Noisy Filtering - 生物語料中蛋白質名稱之自動辨識

Chapter 3 Preprocessing

3.4. Noisy Filtering

Intuitively, protein entities do not appear in citation, web link, section title and abstract truncated message, so we use heuristic rules to filter noises. To identify citations, the pairs of parentheses and square brackets are seen as candidates. Then a candidate agrees one of the following rules:

Ø If a candidate contains ‘et. al’.

Ø If a candidate contains ‘( n )’, where n is year between 1900 and 2009.

Ø If a candidate contains author names, such as ‘Krupinski, J.’, ‘J. Krupinski’,

‘Bakalyar, H. A.’ and ‘H. A. Bakalyar’.

We recognize web links if a token ‘http’ is found and the next token is ‘:’.

Moreover, the following tokens consist of ‘/’, ‘-’, ‘.’ and alphabet. For instance, three tokens are ‘http’, ‘:’, and ‘//www-genome.wi.mit.edu/’.

Section titles appear at the beginning of a sentence, and tokens of section titles are all capitalized characters. Besides, the ending token of a section title is ‘:’, and an example is ‘FRAGEMENT :’.

Some abstracts are truncated in MEDLINE and given a message. The message looks like ‘( ABSTRACT TRUNCATED AT 250 WORDS )’, where ‘250’ may be another number.

After these processes, we filter 1.55% and 0.42% tokens in SRC and GENIA respectively (Table 3-9).

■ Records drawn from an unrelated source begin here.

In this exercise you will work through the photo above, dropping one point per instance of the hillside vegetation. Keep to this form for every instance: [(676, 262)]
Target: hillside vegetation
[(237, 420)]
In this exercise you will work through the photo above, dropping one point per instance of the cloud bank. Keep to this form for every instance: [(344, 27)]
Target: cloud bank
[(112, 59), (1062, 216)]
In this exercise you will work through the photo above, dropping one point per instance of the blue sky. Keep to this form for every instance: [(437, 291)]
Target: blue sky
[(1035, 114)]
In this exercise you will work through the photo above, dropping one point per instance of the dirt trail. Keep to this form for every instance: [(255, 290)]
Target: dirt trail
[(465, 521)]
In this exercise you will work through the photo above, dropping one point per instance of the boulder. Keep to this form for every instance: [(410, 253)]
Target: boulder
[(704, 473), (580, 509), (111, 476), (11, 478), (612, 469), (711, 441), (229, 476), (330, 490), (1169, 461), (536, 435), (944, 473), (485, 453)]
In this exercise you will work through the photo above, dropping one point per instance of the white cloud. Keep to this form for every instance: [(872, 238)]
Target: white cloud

Noisy Types Tagged Token Percentage Tagged Token Percentage

Citation 10,648 1.44% 1,434 0.29%

Web Link 3 0.00% 6 0.00%

Section Title 403 0.05% 454 0.09%

Abstract Truncated Message 413 0.06% 189 0.04%

SRC GENIA

Table 3-9: The statistic of the number of tokens in the defined regions.

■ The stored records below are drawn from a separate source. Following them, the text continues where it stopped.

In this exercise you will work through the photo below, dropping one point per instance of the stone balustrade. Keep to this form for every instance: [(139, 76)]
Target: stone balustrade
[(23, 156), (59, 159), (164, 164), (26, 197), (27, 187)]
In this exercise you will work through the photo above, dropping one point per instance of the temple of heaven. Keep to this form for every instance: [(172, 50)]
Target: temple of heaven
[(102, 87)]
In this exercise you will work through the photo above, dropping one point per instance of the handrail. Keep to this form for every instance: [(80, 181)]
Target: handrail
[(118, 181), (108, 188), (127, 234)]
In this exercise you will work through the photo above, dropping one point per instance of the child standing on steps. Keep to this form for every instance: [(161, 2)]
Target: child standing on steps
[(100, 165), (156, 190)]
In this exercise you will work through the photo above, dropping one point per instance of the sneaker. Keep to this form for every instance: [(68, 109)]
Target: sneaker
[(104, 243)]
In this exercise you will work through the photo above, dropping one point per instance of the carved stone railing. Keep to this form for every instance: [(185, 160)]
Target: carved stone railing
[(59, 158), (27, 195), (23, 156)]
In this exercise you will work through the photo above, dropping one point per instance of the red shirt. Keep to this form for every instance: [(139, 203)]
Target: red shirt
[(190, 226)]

(There are 740,001 and 490,469 tokens in the SRC and GENIA respectively.)

Chapter 4 Named Entity Extraction and its Results

We run our named entity extractors on Microsoft Windows 2000 Professional, and database system is Microsoft SQL Server 2000 Personal Edition. We make comparisons with two corpora namely SRC and GENIA 3.02p, and the corpora are divided into training set (90%) and testing set (10%) individually.

4.1. Rule-based Named Entity Extraction

Protein entities in training set are composed of core, function and predefined terms.

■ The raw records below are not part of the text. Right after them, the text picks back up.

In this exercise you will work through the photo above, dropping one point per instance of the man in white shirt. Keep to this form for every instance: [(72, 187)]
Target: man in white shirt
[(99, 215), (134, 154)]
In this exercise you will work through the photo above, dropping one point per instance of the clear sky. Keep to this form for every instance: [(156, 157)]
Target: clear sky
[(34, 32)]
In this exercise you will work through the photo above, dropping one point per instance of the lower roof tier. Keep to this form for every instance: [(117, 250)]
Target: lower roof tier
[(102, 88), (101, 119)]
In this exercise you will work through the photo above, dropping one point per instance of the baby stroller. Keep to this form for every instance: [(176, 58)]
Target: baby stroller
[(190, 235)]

Core terms show the closest resemblance to regular proper names. Function terms describe the functions or characteristics of a protein. Table 4-1 shows predefined terms namely specifier, amino acid and unit.

The frequent regular expressions of protein entities are ‘C⁺’ and ‘F⁺C⁺’, where

‘C’ is core term and ‘F’ is function term. In SRC and GENIA, the most frequent pattern ‘C⁺’ occupies 64.90% and 58.36% respectively, and ‘F⁺C⁺’ occupies 10.99%

and 5.15%.

Types Description Example Combine numerical characters and a alphabet 1a, 1b, 1c

Number 1, 2, 3

Greek letters alpha, beta, gamma

Amino Acid The 20 amino acids found in proteins Gly, Ala, Val

Unit Units microM, %, UV

Specifier

Table 4-1: The three predefined terms.

We define two types of function terms as head function term and tail function term, depending on the position they appear. In our observation, 58.48% head function terms will appear before an initial uppercase token. For example,

‘transcription factor E2F-1’, ‘transcription factor GATA-4’and ‘transcription factor Sp1’ are three protein entities. Similarly, 74.07% tail function term will appear after an initial uppercase token or a specifier. For example, ‘ACC deaminase’, ‘ACC oxidase’, ‘ACC synthase’ and ‘colicin A immunity protein’, where the shaded terms are function terms. Then we obtain 217 distinct head function terms and 127 distinct tail function terms.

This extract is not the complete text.